Il ne m'est pas arrivé souvent de travailler sans blouse, et comme je l'ai déjà dit, ma blouse, c'est le début de la journée. Quand je la mets, j'accroche mon sourire faux cul et ma voix de téléphone rose et je suis prête. Même quand j'ai encore la trace de l'oreiller sur la joue ou que j'ai oublié de me maquiller un oeil.

Si y'a bien un avantage à porter une blouse, mis à part le fait qu'on sait à peu prêt qui je suis malgré mon jean troué et mon sweat Adidas, c'est les poches, qui sont toujours pleines à ras bord, ça va de soit.

Tout d'abord, en bonne fifille que je suis, j'ai toujours un stick à lèvres et 2/3 échantillons de crèmes pour les mains. La solution hydro-alcoolique, c'est bien, les mains de bûcherons, beaucoup moins.

Dans ma poche gauche, mon portable. N'essayez pas de le mettre à droite, j'irai d'abord le chercher dans le dernier carton de la réserve avant de penser à ça. Logique.
Mon précieux, je le consulte compulsivement, un texto, un mail, une mention sur Twitter ou Facebook, il faut que je le vois tout de suite maintenant, pas dans 5 min, tout de suite je vous dis. Jamais sans mon téléphone. Un jour, j'arriverai à me désintoxiquer, mais pas demain, demain va encore y avoir des potins, et les potins, c'est ma passion.

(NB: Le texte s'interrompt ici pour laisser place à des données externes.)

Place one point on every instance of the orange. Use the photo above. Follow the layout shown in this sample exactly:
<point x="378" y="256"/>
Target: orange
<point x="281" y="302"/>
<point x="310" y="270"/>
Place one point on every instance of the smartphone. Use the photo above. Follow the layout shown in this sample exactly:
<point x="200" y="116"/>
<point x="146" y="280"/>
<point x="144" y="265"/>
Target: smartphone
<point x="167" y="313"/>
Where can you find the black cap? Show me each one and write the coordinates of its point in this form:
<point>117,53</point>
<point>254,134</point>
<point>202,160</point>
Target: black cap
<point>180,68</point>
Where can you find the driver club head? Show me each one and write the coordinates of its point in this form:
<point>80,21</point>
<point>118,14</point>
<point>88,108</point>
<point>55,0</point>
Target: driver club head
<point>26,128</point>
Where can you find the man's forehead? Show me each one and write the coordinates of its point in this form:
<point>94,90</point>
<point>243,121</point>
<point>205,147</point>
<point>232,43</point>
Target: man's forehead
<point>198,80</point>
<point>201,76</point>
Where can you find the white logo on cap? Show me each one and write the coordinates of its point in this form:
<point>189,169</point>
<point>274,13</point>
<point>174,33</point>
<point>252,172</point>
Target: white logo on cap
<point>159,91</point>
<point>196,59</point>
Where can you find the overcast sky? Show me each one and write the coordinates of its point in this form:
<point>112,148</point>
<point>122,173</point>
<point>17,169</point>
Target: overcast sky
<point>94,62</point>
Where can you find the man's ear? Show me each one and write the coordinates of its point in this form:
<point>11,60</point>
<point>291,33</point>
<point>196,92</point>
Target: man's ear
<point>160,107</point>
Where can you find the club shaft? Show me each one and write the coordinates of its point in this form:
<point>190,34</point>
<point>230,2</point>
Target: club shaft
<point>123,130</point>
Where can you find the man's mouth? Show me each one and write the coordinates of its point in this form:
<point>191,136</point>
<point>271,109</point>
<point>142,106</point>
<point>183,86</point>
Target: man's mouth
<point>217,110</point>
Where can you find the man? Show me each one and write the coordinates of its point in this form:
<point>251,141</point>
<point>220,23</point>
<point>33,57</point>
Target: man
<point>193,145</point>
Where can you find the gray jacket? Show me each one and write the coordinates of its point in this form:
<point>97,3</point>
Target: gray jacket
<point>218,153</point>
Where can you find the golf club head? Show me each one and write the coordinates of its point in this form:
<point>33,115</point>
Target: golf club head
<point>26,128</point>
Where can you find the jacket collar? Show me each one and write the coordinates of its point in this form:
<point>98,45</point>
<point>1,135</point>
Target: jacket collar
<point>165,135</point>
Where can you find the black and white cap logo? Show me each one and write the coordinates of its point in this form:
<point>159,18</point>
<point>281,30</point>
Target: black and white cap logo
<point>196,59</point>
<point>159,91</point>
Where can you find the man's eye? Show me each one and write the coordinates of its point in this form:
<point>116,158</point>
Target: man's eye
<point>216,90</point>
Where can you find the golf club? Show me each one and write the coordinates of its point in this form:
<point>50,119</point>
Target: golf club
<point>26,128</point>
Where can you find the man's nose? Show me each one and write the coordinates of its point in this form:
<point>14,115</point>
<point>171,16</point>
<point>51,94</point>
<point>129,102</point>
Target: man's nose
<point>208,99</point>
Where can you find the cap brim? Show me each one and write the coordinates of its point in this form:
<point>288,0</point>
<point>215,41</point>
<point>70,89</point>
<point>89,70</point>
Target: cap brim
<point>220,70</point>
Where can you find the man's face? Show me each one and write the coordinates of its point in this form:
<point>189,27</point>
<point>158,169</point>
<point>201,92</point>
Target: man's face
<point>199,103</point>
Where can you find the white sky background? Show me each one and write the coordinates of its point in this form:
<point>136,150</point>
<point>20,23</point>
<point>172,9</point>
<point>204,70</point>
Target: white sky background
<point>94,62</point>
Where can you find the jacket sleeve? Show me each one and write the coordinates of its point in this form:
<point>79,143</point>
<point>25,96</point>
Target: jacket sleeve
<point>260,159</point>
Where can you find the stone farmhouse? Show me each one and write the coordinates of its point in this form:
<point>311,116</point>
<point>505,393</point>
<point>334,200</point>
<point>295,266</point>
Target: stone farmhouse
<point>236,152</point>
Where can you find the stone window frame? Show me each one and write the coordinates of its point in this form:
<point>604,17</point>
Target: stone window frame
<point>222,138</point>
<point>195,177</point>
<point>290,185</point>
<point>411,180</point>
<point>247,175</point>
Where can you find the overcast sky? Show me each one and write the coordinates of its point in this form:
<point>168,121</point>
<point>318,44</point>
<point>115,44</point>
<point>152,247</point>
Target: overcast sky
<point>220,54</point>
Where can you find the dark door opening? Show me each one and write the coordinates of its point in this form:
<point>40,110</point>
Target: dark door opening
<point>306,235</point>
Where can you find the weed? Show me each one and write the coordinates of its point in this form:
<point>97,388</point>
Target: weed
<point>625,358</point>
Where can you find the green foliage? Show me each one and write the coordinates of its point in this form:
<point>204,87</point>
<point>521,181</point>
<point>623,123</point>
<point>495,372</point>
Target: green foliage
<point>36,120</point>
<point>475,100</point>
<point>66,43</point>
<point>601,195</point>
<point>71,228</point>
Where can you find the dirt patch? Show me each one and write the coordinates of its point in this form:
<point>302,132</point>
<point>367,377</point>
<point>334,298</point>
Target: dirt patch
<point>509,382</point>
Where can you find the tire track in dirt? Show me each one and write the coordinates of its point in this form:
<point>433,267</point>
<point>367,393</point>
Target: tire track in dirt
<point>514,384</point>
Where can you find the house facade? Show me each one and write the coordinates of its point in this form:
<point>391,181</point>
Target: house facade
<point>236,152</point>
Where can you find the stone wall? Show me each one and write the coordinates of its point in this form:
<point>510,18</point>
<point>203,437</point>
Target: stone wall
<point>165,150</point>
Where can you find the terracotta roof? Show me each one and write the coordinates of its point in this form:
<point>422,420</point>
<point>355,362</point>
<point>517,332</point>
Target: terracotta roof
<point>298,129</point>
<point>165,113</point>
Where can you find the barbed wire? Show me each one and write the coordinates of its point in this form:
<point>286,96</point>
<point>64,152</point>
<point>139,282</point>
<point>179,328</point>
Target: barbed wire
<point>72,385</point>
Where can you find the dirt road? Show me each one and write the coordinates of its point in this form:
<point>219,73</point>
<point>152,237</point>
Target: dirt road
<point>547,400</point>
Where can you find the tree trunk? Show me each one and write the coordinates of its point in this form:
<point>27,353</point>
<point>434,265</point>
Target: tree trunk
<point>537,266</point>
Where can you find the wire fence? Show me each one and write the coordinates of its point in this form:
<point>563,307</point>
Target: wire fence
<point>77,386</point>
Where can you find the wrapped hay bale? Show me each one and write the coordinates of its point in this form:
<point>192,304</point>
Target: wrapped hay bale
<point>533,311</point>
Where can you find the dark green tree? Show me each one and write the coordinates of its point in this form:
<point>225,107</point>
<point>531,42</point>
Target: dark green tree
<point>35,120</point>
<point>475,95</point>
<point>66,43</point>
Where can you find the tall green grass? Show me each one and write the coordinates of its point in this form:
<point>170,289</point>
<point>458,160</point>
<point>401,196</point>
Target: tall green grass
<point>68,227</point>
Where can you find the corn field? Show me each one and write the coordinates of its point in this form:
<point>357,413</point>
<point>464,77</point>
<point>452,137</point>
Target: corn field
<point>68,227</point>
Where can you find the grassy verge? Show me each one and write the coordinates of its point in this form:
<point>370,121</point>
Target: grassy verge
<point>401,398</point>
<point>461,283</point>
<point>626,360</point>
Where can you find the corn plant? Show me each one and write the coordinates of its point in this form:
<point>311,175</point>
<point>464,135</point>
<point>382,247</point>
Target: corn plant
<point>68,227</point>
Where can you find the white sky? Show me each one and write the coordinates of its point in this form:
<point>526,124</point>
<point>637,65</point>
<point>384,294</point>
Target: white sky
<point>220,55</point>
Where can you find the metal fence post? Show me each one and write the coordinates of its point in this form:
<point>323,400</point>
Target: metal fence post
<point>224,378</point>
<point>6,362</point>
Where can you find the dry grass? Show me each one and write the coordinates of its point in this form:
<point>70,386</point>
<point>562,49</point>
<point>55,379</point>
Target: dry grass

Dans ma poche droite, parce qu'évidemment, mon précieux est seul, à l'aise, les autres n'ont qu'à se serrer; on peut trouver en vrac :

- Un petit calepin contenant diverses choses : un récap sur les héparines, parce que, j'ai beau essayé, j'y arrive pas. Les classes pharmaco des antibio, pour pas me retrouver concon quand j'appelle un médecin à cause d'une allergie à la penicilline. Un tableau de vaccination. A la toute fin, des notes en vrac, je ne sais plus ce que veulent dire la moitié de celles ci, mais elles sont là.

- Mon iPod : parce que des heures toute seule dans le préparatoire à faire des potions ou les semainiers, bah c'est long.

- Un petit calendrier 2013 : pour les stups, les calculs de limite de facturation, compter les jours jusqu'à mes prochaines vacances.

- Une pince à épiler : pour virer les poils de nez qui dépassent de la plupart de notre patientèle masculine.
Nan, je déconne, c'est pour éviter de me ravager les ongles quand je dois changer les étiquettes de prix.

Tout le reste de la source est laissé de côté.